Moscow Theatre Siege
The Moscow theatre siege, also known as the 2002 Nord-Ost siege, was the seizure of a crowded Moscow theatre on 23rd October 2002 by over 40 armed Chechen terrorists. The terrorists had automatic weapons, suicide belts, grenades and constructed further explosive devices and canisters of gasoline around 850 hostages.
Sewers under the theatre were used by Russian Special Forces to get close enough to use listening devices. After a two-and-a-half day siege, Russian authorities monitoring conversations between the terrorists discovered that they were preparing to detonate their devices to kill all the hostages and themselves, signalling the need for urgent action.

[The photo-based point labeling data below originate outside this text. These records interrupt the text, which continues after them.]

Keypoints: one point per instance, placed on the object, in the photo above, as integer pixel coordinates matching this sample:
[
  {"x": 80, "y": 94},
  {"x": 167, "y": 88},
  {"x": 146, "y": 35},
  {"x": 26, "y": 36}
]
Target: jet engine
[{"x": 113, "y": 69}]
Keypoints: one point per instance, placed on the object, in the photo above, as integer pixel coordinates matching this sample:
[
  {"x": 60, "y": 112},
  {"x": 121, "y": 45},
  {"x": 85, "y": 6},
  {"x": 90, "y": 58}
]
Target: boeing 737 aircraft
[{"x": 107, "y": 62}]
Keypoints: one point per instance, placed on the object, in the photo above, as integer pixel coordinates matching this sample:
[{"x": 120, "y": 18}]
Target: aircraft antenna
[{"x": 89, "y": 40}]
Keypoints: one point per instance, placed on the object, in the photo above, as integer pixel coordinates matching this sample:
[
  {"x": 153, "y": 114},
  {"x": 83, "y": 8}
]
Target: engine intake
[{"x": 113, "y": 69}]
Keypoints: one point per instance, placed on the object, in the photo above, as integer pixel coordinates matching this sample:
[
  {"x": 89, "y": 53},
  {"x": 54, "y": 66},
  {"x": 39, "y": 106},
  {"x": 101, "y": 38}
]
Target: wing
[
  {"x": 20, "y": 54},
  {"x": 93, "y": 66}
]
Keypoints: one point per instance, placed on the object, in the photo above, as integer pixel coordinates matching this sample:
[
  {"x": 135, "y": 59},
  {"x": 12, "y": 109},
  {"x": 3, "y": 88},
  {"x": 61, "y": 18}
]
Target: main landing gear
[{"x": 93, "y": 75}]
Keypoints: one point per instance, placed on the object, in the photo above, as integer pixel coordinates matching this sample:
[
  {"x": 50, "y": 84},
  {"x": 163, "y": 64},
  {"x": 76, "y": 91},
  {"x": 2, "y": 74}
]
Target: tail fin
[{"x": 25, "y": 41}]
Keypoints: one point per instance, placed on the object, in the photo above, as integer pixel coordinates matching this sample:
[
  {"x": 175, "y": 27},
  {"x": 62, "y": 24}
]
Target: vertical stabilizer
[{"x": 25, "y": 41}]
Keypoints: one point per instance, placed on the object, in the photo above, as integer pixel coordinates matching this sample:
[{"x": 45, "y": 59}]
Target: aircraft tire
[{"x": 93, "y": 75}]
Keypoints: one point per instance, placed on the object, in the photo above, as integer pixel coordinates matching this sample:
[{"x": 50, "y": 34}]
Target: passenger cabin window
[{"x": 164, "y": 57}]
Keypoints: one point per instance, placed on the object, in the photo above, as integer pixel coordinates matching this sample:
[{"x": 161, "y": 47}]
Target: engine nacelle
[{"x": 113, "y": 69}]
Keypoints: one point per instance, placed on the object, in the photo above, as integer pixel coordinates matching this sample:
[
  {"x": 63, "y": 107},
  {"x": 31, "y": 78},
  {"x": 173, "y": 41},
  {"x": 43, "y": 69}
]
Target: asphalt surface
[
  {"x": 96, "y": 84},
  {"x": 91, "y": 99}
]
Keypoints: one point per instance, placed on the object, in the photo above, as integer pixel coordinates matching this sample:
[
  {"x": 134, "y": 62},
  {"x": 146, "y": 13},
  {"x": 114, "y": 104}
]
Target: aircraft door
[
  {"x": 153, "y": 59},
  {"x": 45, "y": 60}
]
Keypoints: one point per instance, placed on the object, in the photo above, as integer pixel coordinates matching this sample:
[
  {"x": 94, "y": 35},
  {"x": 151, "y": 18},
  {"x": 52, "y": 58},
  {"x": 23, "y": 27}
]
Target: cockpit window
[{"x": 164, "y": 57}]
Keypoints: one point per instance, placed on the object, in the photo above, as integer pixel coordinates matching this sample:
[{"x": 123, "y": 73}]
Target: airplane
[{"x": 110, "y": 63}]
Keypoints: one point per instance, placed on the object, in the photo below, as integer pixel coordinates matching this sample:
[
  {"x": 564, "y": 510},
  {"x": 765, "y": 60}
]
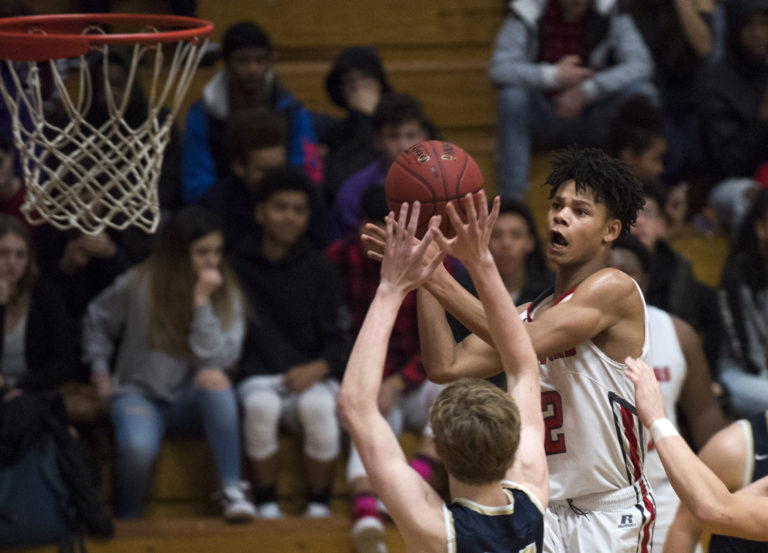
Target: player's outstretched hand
[
  {"x": 470, "y": 245},
  {"x": 407, "y": 263},
  {"x": 648, "y": 400}
]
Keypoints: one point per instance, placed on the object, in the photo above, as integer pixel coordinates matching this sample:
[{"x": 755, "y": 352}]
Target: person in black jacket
[
  {"x": 355, "y": 83},
  {"x": 295, "y": 350},
  {"x": 734, "y": 98},
  {"x": 38, "y": 346}
]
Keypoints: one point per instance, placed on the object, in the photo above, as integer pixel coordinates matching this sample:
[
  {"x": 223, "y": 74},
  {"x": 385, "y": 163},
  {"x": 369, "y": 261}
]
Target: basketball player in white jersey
[
  {"x": 743, "y": 514},
  {"x": 582, "y": 332},
  {"x": 681, "y": 369},
  {"x": 489, "y": 440}
]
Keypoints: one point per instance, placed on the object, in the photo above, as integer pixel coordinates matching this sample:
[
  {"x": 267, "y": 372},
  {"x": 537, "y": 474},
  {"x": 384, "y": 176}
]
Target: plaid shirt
[{"x": 360, "y": 278}]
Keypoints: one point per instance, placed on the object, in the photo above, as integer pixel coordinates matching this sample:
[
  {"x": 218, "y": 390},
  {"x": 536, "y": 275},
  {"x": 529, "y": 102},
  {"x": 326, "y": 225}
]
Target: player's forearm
[
  {"x": 455, "y": 299},
  {"x": 702, "y": 492},
  {"x": 684, "y": 534},
  {"x": 362, "y": 377},
  {"x": 435, "y": 338},
  {"x": 506, "y": 328}
]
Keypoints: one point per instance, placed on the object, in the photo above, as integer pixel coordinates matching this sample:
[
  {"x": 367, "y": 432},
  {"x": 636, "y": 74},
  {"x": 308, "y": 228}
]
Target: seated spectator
[
  {"x": 38, "y": 348},
  {"x": 399, "y": 122},
  {"x": 684, "y": 378},
  {"x": 296, "y": 346},
  {"x": 245, "y": 83},
  {"x": 256, "y": 143},
  {"x": 173, "y": 326},
  {"x": 517, "y": 252},
  {"x": 679, "y": 37},
  {"x": 636, "y": 136},
  {"x": 355, "y": 83},
  {"x": 562, "y": 68},
  {"x": 405, "y": 395},
  {"x": 672, "y": 286},
  {"x": 734, "y": 94},
  {"x": 742, "y": 364}
]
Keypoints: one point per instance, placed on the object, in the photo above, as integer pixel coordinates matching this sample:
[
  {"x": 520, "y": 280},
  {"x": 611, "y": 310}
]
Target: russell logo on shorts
[{"x": 627, "y": 521}]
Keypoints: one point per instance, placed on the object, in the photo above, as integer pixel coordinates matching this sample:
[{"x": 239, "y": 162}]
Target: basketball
[{"x": 434, "y": 173}]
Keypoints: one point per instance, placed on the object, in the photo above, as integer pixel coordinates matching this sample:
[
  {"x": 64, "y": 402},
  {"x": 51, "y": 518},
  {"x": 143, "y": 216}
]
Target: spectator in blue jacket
[{"x": 246, "y": 82}]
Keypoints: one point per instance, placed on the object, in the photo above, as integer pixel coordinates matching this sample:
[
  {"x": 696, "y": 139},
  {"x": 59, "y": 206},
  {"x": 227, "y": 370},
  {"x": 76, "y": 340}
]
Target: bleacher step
[{"x": 213, "y": 535}]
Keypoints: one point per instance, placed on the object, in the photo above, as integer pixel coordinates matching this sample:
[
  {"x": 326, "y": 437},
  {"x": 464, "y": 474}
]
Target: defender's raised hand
[
  {"x": 408, "y": 262},
  {"x": 470, "y": 245}
]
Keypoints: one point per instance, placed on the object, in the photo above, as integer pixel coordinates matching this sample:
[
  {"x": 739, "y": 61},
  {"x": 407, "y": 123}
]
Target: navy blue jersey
[
  {"x": 514, "y": 528},
  {"x": 757, "y": 461}
]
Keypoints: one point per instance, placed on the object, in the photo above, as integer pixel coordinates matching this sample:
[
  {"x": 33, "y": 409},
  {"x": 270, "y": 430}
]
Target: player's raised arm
[
  {"x": 508, "y": 332},
  {"x": 414, "y": 506},
  {"x": 442, "y": 287},
  {"x": 701, "y": 491}
]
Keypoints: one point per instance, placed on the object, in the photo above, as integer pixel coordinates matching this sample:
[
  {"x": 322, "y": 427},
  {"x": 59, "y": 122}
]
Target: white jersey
[
  {"x": 593, "y": 437},
  {"x": 670, "y": 368}
]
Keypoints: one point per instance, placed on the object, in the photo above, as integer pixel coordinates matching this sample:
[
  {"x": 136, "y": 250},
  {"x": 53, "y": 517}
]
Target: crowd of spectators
[{"x": 235, "y": 320}]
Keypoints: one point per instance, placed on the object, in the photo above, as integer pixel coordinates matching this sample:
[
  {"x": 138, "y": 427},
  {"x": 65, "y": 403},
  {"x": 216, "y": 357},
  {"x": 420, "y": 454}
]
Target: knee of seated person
[
  {"x": 261, "y": 404},
  {"x": 212, "y": 379},
  {"x": 513, "y": 100},
  {"x": 322, "y": 442},
  {"x": 316, "y": 406},
  {"x": 136, "y": 454},
  {"x": 641, "y": 88}
]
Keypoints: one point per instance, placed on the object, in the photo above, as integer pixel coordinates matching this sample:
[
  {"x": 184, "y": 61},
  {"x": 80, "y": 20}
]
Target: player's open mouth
[{"x": 557, "y": 240}]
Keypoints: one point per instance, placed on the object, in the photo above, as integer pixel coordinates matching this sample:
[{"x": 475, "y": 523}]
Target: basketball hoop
[{"x": 84, "y": 175}]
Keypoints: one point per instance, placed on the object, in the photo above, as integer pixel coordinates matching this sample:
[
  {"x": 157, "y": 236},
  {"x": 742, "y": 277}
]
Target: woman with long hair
[
  {"x": 38, "y": 344},
  {"x": 744, "y": 307},
  {"x": 179, "y": 319}
]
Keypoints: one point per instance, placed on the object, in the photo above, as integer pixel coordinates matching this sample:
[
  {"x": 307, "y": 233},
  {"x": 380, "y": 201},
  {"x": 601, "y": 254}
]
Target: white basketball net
[{"x": 86, "y": 177}]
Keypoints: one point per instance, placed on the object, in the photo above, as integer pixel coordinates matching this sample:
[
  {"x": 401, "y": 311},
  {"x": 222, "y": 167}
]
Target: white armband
[{"x": 661, "y": 428}]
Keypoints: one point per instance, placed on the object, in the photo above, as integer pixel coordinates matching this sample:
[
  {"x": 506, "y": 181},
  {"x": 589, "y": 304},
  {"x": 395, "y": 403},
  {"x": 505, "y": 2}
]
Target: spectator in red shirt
[{"x": 405, "y": 394}]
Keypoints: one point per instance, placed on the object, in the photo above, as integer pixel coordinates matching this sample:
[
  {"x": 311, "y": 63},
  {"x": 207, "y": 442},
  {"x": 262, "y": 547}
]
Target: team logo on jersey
[
  {"x": 627, "y": 521},
  {"x": 562, "y": 355},
  {"x": 662, "y": 374}
]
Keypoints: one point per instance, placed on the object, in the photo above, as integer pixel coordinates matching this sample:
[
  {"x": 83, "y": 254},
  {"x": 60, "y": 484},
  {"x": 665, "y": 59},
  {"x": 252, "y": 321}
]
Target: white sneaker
[
  {"x": 317, "y": 510},
  {"x": 237, "y": 507},
  {"x": 270, "y": 509},
  {"x": 368, "y": 535}
]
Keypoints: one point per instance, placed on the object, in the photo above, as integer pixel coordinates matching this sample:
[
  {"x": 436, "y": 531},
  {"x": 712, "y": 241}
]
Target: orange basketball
[{"x": 434, "y": 173}]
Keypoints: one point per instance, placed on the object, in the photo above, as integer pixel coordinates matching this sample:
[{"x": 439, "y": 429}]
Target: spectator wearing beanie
[
  {"x": 246, "y": 83},
  {"x": 355, "y": 83}
]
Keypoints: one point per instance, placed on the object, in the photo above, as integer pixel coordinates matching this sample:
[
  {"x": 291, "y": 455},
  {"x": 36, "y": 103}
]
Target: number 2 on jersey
[{"x": 552, "y": 409}]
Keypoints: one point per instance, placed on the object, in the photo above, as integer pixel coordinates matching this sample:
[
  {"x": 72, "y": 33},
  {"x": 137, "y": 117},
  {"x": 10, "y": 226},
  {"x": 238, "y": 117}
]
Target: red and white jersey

Later that day, a distraught father of a child hostage jumped over police barricades and ran into the building. He was forced by the terrorists to kneel in front of the hostages and shot in the head.
When the terrorists executed a child hostage that threw a bottle at them, Russian commandos pumped an incapacitating opium-based gas into the building’s ventilation system and stormed the theatre. From all sides, dozens of troops swarmed in: one squad burst into the auditorium from the theatre’s basement. Another unit burst through the front door. Gun battles erupted with some terrorists that were still-conscious. 39 terrorists were eventually killed by Russian forces. 129 of the hostages (nine of them foreigners) died in the attack or the aftermath. However, many more hostages that seemed to be facing certain death at the hands of the suicide fanatics a few hours earlier were saved. A handful of surviving terrorists were taken into custody.